The representation of the buffer zones over the high-resolution orthophoto map, without any additional data, already provides valuable insights to the user. In fact, using drones to capture photos from the ground allows for high-resolution orthophoto maps (1 cm per pixel is easily achievable), where vegetation and trees are then easily spotted by a human user. However, the system is able to automatically identify the offending vegetation and trees within the buffer zones, thanks to the information extracted by the CHAMELEON bundles from the 3D point cloud files. Therefore, the user can be directly warned about the zones within the buffer zones that need attention, which is the main objective of this system.

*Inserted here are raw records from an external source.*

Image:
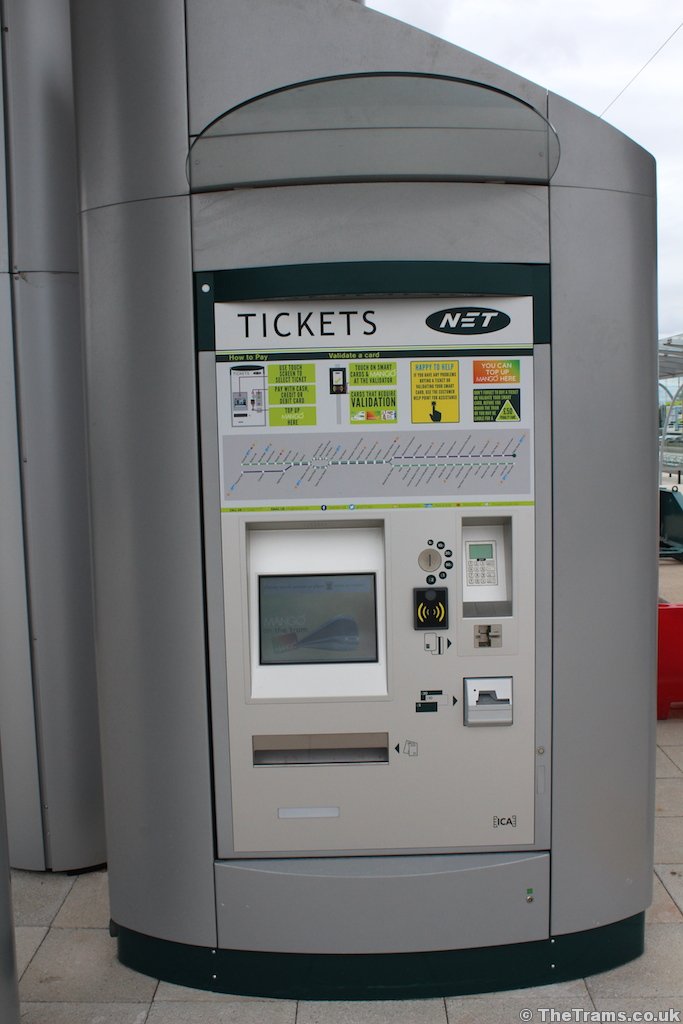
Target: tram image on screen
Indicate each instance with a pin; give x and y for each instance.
(322, 619)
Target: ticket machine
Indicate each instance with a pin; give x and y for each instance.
(364, 321)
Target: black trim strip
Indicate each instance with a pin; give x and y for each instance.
(382, 279)
(385, 976)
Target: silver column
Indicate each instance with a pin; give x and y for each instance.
(9, 1001)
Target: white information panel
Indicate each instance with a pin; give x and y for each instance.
(370, 404)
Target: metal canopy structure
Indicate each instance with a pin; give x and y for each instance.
(671, 356)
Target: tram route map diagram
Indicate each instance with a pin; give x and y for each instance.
(438, 465)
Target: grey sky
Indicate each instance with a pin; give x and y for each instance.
(587, 50)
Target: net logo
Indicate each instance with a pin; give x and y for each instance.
(468, 320)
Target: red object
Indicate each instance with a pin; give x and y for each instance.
(670, 657)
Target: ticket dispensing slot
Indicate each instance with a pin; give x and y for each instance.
(487, 700)
(323, 749)
(486, 572)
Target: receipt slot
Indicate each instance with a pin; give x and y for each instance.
(352, 384)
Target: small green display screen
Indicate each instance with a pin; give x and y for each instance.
(481, 551)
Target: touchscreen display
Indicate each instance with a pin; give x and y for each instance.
(319, 619)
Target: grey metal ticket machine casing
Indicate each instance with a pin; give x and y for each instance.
(355, 393)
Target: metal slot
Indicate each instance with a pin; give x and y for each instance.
(322, 749)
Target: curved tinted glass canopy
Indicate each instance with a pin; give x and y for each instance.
(376, 128)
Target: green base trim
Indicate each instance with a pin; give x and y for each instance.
(385, 976)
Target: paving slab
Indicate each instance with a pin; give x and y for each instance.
(381, 1012)
(672, 880)
(664, 908)
(667, 767)
(80, 966)
(675, 754)
(669, 798)
(27, 941)
(166, 992)
(37, 896)
(497, 1010)
(223, 1013)
(87, 903)
(668, 841)
(79, 1013)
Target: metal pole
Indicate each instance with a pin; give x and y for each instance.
(9, 999)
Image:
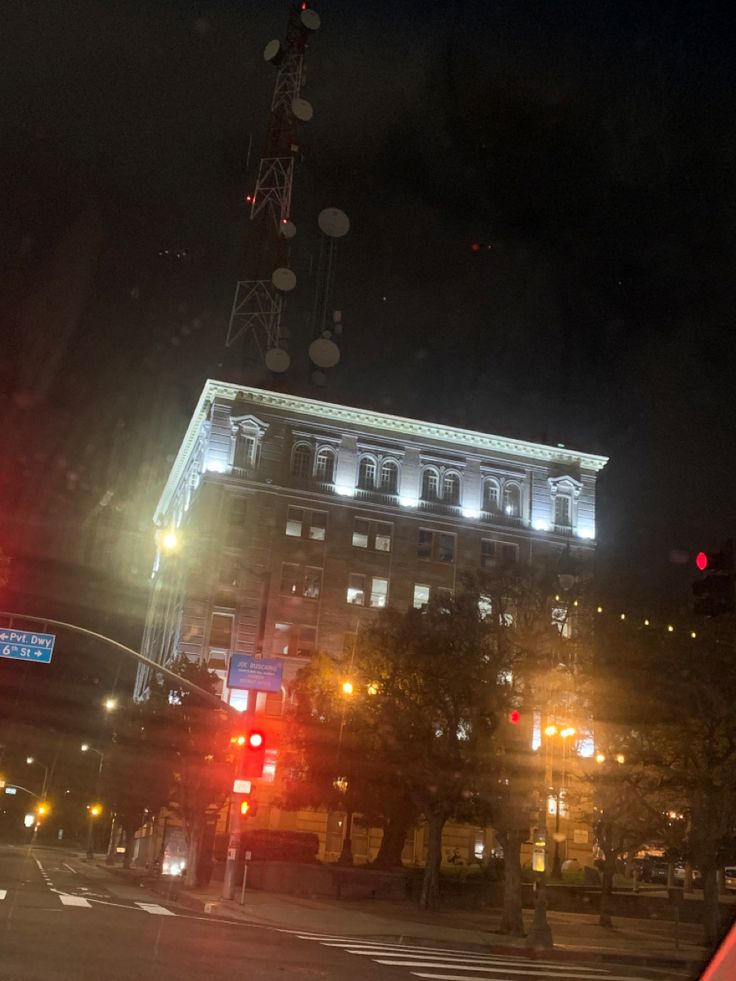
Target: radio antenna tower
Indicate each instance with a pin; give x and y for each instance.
(266, 275)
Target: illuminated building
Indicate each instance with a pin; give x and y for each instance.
(287, 522)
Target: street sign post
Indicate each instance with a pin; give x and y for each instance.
(24, 645)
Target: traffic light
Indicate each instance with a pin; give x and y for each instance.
(248, 807)
(714, 594)
(253, 754)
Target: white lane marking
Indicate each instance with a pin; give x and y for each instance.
(156, 909)
(530, 971)
(74, 900)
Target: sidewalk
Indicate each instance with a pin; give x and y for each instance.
(576, 937)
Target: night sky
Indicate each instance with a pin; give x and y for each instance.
(590, 145)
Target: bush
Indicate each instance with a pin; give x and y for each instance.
(280, 846)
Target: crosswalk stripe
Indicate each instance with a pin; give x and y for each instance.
(75, 901)
(156, 909)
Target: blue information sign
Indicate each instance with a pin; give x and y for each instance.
(261, 674)
(24, 645)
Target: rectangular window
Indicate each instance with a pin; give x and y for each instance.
(487, 554)
(221, 630)
(562, 511)
(356, 589)
(307, 641)
(361, 530)
(317, 525)
(294, 522)
(281, 638)
(312, 582)
(509, 554)
(379, 592)
(446, 548)
(229, 569)
(421, 596)
(236, 511)
(289, 579)
(443, 595)
(383, 537)
(424, 548)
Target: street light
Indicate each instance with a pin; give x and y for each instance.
(86, 748)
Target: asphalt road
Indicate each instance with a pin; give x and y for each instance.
(62, 919)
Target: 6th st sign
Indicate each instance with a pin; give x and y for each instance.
(23, 645)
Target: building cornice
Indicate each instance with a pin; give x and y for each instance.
(331, 413)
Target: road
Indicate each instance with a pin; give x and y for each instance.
(62, 919)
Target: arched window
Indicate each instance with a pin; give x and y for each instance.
(490, 495)
(301, 461)
(430, 485)
(367, 473)
(325, 466)
(512, 500)
(451, 488)
(390, 477)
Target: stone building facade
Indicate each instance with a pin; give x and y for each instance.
(295, 520)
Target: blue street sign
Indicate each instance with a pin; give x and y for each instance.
(261, 674)
(24, 645)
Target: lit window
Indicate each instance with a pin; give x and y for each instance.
(390, 477)
(356, 589)
(312, 582)
(367, 474)
(445, 548)
(379, 592)
(490, 495)
(221, 630)
(281, 638)
(361, 530)
(430, 485)
(317, 525)
(451, 488)
(421, 596)
(424, 548)
(487, 553)
(289, 578)
(325, 466)
(562, 511)
(512, 500)
(383, 537)
(301, 461)
(294, 522)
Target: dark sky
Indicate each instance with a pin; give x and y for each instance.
(591, 145)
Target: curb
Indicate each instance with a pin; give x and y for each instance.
(601, 957)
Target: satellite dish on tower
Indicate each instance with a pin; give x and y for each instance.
(277, 360)
(333, 222)
(324, 352)
(302, 110)
(310, 19)
(283, 279)
(273, 53)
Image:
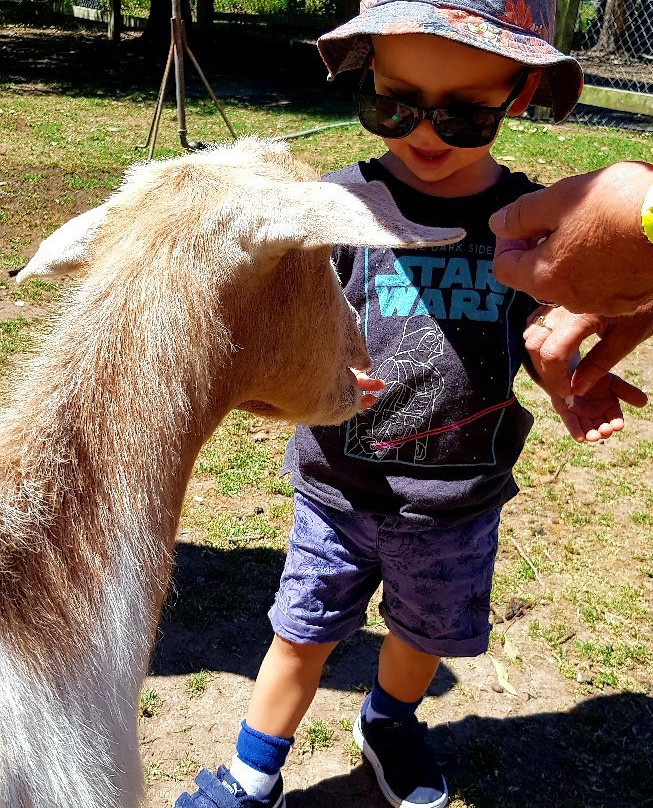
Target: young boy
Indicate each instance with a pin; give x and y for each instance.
(409, 492)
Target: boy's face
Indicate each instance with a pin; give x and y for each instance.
(432, 71)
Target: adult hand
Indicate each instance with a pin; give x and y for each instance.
(554, 336)
(592, 410)
(580, 242)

If this system is deployed as a commercial service for external customers, it must be able to handle multiple concurrent tasks, so it is important to identify potential performance bottlenecks. All operations related to displaying map tiles and orthophotos are handled locally, using JavaScript in the browser, and by a scalable backend managed by the map provider (Mapbox). Therefore, adding concurrent use cases does not overload the FIRECOM server, as the code runs on clients and the scalability of map tiling is ensured by the map provider.

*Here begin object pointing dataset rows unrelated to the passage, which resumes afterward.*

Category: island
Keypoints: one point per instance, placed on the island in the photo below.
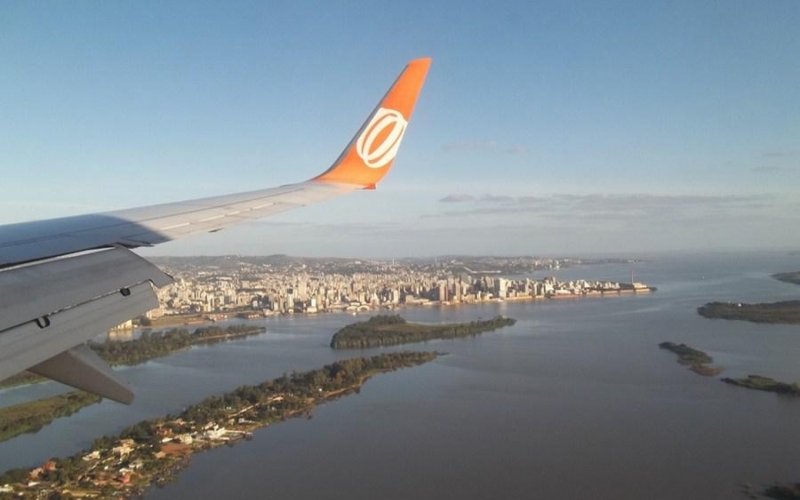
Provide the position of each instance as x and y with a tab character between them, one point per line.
785	312
761	383
697	361
154	345
149	345
385	330
152	452
790	277
33	415
783	491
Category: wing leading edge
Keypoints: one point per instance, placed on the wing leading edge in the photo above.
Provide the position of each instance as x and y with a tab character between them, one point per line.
55	296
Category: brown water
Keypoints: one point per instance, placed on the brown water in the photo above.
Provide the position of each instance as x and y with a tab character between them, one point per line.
574	401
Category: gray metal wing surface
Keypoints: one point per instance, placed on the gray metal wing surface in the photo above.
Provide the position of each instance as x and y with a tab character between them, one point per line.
64	281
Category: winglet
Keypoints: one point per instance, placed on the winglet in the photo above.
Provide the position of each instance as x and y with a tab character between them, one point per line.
370	154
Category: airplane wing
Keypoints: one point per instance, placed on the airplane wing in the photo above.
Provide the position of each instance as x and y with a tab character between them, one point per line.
64	281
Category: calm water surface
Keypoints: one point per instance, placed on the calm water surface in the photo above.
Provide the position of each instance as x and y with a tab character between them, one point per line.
574	401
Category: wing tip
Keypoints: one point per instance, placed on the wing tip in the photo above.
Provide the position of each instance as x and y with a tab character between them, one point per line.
371	153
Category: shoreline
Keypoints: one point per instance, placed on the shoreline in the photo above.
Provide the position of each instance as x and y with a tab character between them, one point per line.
153	451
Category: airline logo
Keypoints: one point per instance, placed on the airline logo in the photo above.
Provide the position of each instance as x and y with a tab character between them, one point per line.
378	144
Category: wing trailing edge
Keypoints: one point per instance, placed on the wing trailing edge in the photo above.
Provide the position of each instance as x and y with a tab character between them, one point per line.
54	296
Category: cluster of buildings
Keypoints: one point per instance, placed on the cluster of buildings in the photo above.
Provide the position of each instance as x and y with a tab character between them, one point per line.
254	287
124	466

Regarding AI segmentation, which is carried out by the FIRECOM server, one advantage of using YOLO is its performance in inference operations. In fact, the time required to segment an image with a resolution of 640 × 640 pixels has been measured, and it takes only 260 ms on average to complete the task, using a server with ordinary specifications. As this operation is normally carried out only a few times per use case, we do not foresee any performance issues related to AI segmentation.

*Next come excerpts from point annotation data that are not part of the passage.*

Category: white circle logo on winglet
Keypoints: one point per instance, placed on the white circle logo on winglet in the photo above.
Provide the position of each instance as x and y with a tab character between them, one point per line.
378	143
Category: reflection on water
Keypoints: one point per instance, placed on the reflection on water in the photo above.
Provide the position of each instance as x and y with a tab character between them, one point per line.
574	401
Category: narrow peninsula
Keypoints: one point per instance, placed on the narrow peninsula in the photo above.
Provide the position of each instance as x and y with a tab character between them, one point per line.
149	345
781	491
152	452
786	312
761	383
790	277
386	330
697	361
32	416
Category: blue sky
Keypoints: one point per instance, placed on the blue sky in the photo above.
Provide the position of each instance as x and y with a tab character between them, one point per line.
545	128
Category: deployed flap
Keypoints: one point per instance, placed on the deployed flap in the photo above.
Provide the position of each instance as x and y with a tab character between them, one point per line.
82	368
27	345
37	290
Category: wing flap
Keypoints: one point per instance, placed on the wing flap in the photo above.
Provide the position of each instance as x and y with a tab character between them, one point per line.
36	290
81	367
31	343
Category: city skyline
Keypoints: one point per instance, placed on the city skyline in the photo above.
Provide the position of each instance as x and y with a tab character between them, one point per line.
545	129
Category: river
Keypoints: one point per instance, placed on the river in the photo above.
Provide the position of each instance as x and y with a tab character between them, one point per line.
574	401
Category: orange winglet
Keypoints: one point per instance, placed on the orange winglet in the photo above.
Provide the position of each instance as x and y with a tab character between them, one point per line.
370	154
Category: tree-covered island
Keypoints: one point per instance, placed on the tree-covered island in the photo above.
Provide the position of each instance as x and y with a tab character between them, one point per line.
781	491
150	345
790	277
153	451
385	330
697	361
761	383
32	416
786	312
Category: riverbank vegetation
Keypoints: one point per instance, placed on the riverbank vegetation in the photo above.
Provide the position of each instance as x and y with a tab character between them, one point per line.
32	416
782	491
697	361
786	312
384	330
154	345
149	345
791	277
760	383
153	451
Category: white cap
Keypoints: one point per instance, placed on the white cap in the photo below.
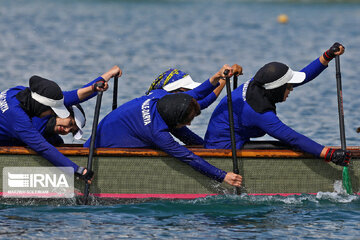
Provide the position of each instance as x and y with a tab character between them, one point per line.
185	82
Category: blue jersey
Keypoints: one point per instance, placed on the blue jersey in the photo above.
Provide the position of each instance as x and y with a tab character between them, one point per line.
16	127
205	97
138	124
250	124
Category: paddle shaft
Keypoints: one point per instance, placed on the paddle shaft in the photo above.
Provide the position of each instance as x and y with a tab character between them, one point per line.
340	103
232	129
92	142
346	176
234	82
116	78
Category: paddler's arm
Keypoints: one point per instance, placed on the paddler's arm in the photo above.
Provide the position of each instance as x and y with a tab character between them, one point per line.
165	142
320	64
85	92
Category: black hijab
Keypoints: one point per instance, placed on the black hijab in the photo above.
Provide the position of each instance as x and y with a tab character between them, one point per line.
173	108
43	87
29	105
261	99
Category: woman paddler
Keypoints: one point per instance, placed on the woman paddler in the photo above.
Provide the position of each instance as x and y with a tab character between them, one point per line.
147	121
175	81
255	109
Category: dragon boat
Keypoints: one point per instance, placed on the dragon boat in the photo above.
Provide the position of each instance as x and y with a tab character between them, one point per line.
268	168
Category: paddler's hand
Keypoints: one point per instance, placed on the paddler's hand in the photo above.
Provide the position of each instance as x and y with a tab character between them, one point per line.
100	86
236	69
334	50
114	71
220	74
338	156
233	179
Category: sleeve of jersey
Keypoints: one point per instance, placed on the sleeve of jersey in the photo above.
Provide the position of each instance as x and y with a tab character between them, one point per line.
165	142
31	137
272	125
207	101
312	71
187	136
71	97
203	90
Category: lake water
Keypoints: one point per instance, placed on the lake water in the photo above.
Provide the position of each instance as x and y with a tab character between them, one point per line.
73	42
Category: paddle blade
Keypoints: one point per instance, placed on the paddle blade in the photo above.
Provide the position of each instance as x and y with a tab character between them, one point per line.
347	181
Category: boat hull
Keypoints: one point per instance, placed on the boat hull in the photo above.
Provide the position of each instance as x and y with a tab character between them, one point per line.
145	173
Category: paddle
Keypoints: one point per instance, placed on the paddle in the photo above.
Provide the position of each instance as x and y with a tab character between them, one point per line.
93	137
115	92
234	82
346	176
232	131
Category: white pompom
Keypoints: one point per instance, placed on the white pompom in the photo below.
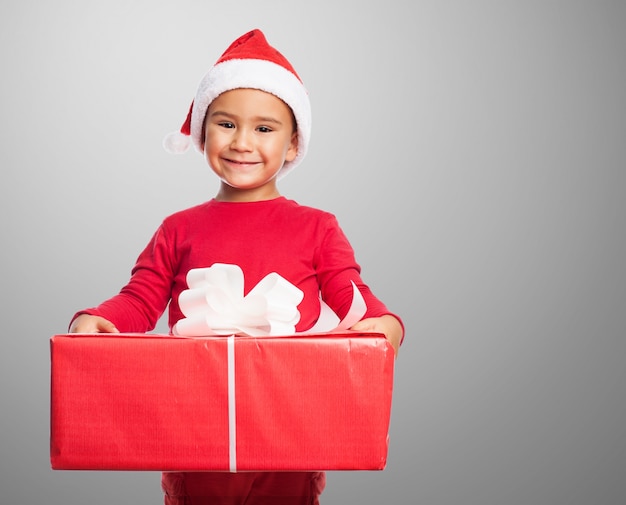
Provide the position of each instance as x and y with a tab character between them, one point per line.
176	142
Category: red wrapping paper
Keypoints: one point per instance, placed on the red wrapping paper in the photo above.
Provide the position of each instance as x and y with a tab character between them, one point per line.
157	402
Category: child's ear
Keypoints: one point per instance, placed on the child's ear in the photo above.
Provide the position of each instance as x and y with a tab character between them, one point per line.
292	152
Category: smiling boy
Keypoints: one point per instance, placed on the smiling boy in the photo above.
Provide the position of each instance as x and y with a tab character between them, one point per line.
251	120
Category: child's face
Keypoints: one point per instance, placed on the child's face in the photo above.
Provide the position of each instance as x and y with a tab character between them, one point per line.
248	136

The real bottleneck of this system is the generation of the orthophoto and 3D point cloud files by ODM. As a matter of fact, a large use case can easily contain hundreds of high-resolution images, which can take several hours to process on a single server. This means that if several use cases have to be processed at the same time, a horizontal scalability architecture must be adopted to guarantee a reasonable response time.
5. Conclusions
This study aimed to develop and evaluate a complete system to check compliance with the mandatory buffer zones around buildings and roads, as determined by Portuguese law 10/2018 for rural areas. The system has been fully developed and is based on off-the-shelf drones equipped with RBG cameras, an AI model to detect the contour of buildings, and CHAMELEON bundles to detect trees and vegetation within buffer zones.
The AI model that was trained in this study is effective at detecting the contour of buildings from aerial images, with a precision of 0.871, a recall of 0.835 and a mAP50 of 0.888, and it was able to process the aerial images provided by Mapbox. The system is able to automatically delineate the buffer zones around buildings and roads, in accordance with Portuguese legislation. The WebGIS that has been developed is able to display the use case orthophoto on a map, show the boundaries of the buffer zones, and highlight trees and vegetation within buffer zones that are not in compliance. The results from the two use cases show that this system is effective in detecting non-compliant trees and vegetation within buffer zones.
All in all, the main conclusion of this study is that off-the-shelf drones equipped with standard RGB cameras can be effective at detecting non-compliant vegetation and trees within buffer zones. This can be used to identify and cut down the excess vegetation and trees in buffer zones, thus helping to reduce the risk of wildfire propagation in wildland–urban interfaces. The work carried out in this study has paved the way for the launch of a commercial service for estimating wildfire propagation risk in wildland–urban interfaces.